Senior marketing executives receive dozens of sponsorship proposals every day. Some of them are very targeted and well-structured, and others are very general and pretty much irrelevant.
So, the question is: how to select what to sponsor when you have several opportunities but a limited budget?
As we mentioned in our previous article, sports sponsorship is very effective because it speaks to the audience in a deeper way, but to do that you need a relevant story. This is exactly where you should start when evaluating several sports properties: the story.
DHL is one the longest-standing global partner of Formula 1 and guesses what their story is: since 2004, DHL has ensured the smooth delivery of up to 2,000 metric tons of race cars, fuel and equipment to Formula 1 venues around the world. An authentic and powerful story that helps the brand to build credibility in the eyes of companies and consumers around the world.
Now that you have the story, you need to look at insights. We are not talking about the 500M unique viewers that watch the sport, but you have to understand how many of them are actually interested in your products and services.

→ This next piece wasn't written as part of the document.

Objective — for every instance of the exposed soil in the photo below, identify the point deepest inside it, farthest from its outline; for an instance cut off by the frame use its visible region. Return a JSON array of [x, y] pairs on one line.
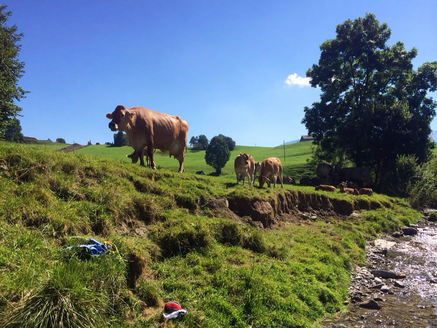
[[270, 212], [398, 286]]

More than half of F1 fans are business decision-makers and they are more likely to work in an IT role than average, do you understand now why technology brands are so involved in the sport? They speak right to their target audience, those who decide which IT services to buy for their company and a Formula 1 sponsorship is one of the best tools to build brand preference.

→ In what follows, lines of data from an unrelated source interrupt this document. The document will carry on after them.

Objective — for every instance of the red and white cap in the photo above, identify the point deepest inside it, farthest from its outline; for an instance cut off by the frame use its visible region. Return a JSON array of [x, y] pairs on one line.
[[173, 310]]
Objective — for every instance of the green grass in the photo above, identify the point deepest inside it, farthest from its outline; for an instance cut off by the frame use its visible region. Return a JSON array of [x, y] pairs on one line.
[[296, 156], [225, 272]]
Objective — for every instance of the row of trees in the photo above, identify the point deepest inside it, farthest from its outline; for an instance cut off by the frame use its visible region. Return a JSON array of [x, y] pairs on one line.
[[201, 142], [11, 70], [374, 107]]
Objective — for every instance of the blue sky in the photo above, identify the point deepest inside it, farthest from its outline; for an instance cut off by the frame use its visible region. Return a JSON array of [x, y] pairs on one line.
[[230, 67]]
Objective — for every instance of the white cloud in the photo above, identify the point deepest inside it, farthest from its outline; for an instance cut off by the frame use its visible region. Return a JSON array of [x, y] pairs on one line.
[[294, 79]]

It is now time to look at more specific aspects which are connected to the people and the culture within properties: some have a highly engaged digital fanbase and produce very creative content thanks to highly specialised professionals, while others have the best hospitality unit and technical integration opportunities. Some have a very flexible and proactive approach to sponsors' requests, whilst others are more protective of their brand identity and reluctant to think outside the box.
This last point is the trickiest one because for a brand is almost impossible to know the ins and outs of that team unless they rely on experts that have been involved in the sport for years and know how teams operate very well.